2007 yılında operasyonlar başladığından 5 Ağustos 2013’e kadar utanmazca ve hayasızca yazılar yazan gazeteciler, televizyon kanallarında yorum yapanlar bilgisizce ve ahlaksızca değerlendirmeler yaptılar. Bunlara ek olarak yazma heveslisi emekli bir albay da, geçersiz bir iftiraname olan “iddianameyi” doğru kabul ederek, bir sanık emekli subay için “itirafçı” oldu diyebilmiştir. Bu sanık 8 yıl 9 ay hapis cezası almıştır. Peki, bir itirafçı nasıl oluyor da bu kadar çok hapis cezası alıyor. Bu davanın ayrıntılarını yazacağım. Okuyacaksınız. İstanbul 5.Asliye Hukuk Mahkemesi yazma heveslisi albaya “iftiracıdır” kararı vermiştir. Yani tazminat cezası vermiştir.
Bu emekli albay kimdir? Adı Erdal soyadı Sarızeybek’tir.
Orgeneral Şener Eruygur’un bu iftiracı şahıs hakkında 4 Temmuz 2008 günü Beşiktaş adliyesinde tanıklar huzurunda anlattıklarını da yazacağım okuyacaksınız.

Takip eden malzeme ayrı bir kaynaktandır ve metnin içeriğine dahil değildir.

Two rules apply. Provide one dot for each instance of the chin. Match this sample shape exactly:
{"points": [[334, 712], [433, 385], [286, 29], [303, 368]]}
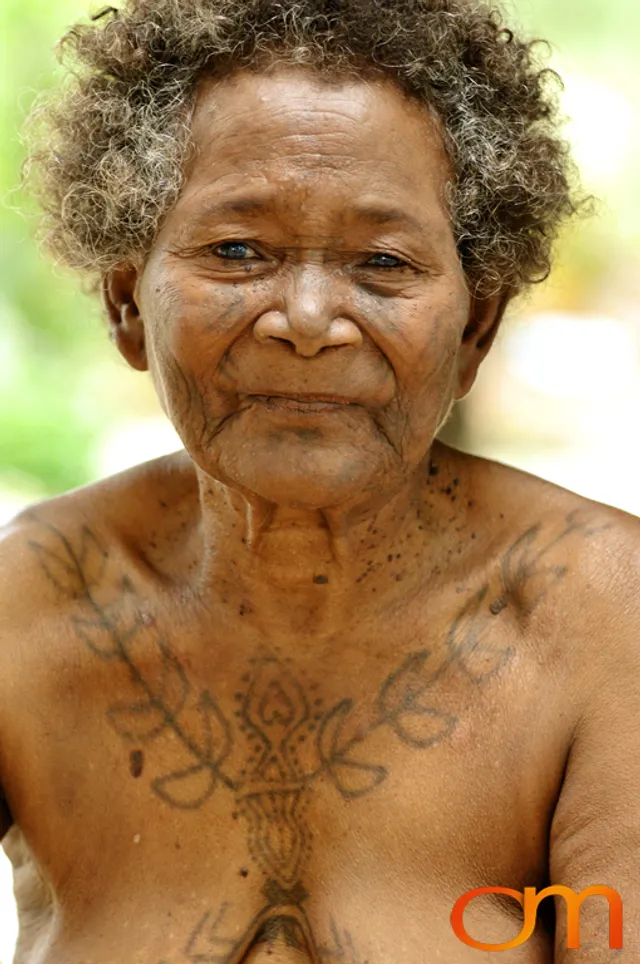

Demek ki, yalnızca TBMM’nin kabul ettiği yasayı uygulamaktan kaçınan mahkemeyle uğraşılmadı. İleride anlatılacak olan bazı hainlerle, gaflet ve dalalet içinde olanlarla da mücadele edildi. Bu kişiler de artık tek tek açıklanacaktır.
Bu tahliyeler bir kısım medya mensupları, akademisyenler, iftiracı subay ve astsubayların yüzlerine bir şamar gibi patlamıştır.
Bu gün mutlu bir gün. Yarın bir milat olacaktır. Bundan sonrasında açılan kanaldan ulusalcıların, Kemalistlerin, özgürlük, aydınlık, laiklik yönünde yürüyüşlerine tanıklık edeceğiz.
Haksızlık geçici bir süre için giderilmiştir. Umarım bundan sonra da yeni yasal düzenlemeyle, yeniden adil yargılamanın önü açılır.